When race registration launched the next year, I dithered. It felt like unfinished business, but I wasn’t sure I could do it. I’d quit once, maybe now I would be quick to choose to quit again? I tried to convince myself it might be better not to try.
But when spring arrived with its burst of energy, I felt excited as the snow melted away to reveal the trails. In previous years, I would have launched into rigorous training, and got injured. This time, I increased training slowly and gradually, incorporating consistent strength work. I rested when I felt pain, and allowed myself myself to truly enjoy the feeling of running again.
It changed everything. I finally felt good again and decided to re-enter the race.
Taking on the challenge
The 2017 race fell the day after our 5th wedding anniversary, so after collecting my race number and kit check we went out. Prossecco and an Italian feast were a welcome distraction from the next day’s race.
The race plan I had was simple – go out, breathe, look at the views, absorb the beauty of where I was and look for the joy in running. That plan in place, I was calm, excited and looking forward to seeing my parents who had flown over from the UK, to meet me at the first aid station.
The first aid station (16 km in) was awesome, full of friendly people and memorable, delicious star shaped biscuits. I munched through a handful with a cup of black sugary tea and a massive grin. The weather was great, blue skies and the air was cool, perfect for running.

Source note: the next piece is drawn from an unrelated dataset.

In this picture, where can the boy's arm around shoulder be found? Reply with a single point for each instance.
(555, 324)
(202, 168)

The volunteers in the aid tent told me that I was the first woman. I laughed in disbelief. I thought about rushing my tea and scuttling off to maintain that lead. But I stopped myself and thought ‘no!’ ‘Stick to the plan!’ I was here to prove something to myself, and no one else. So, I finished my snacks and happily trotted off into the day with a massive smile.
The race passed, sometimes faster, sometimes slower, day into night into day again, big highs and big lows. I ran throughout the night, and decided not to sleep. The weather changed, to mist and snow. Outstanding views, sunsets, sunrises. The welcoming hugs of my parents at aid stations. (Supporting a runner at this race is hard – it takes almost as long to drive around the mountains as it does for me to run over the high passes. There were 4 aid stations that were accessible by road, my parents made it to two and Dan made it to three).
After running for 29 hours, I finally made the last descent into Grachen, one of the shorter ones in the race, about 800m. It was gruelling, my body ached and my legs were exhausted. But from there I had about 15 minutes until the finish. I started sobbing, releasing all the anxiety that I wasn’t going to be able to finish.
I ran over the line with a huge grin, and a hug my parents and Dan. I was a mess of emotions; excitement, giddiness, relieved, overwhelmed and proud. And I couldn’t believe I”d finished third woman.
A year-long learning curve showed me that sometimes stopping, resting and giving your mind and body a chance to recover and heal, even though it feels like you’re allowing your body to lose your gains, was so worthwhile. I came back stronger and learnt that pushing through pain isn’t always the right answer.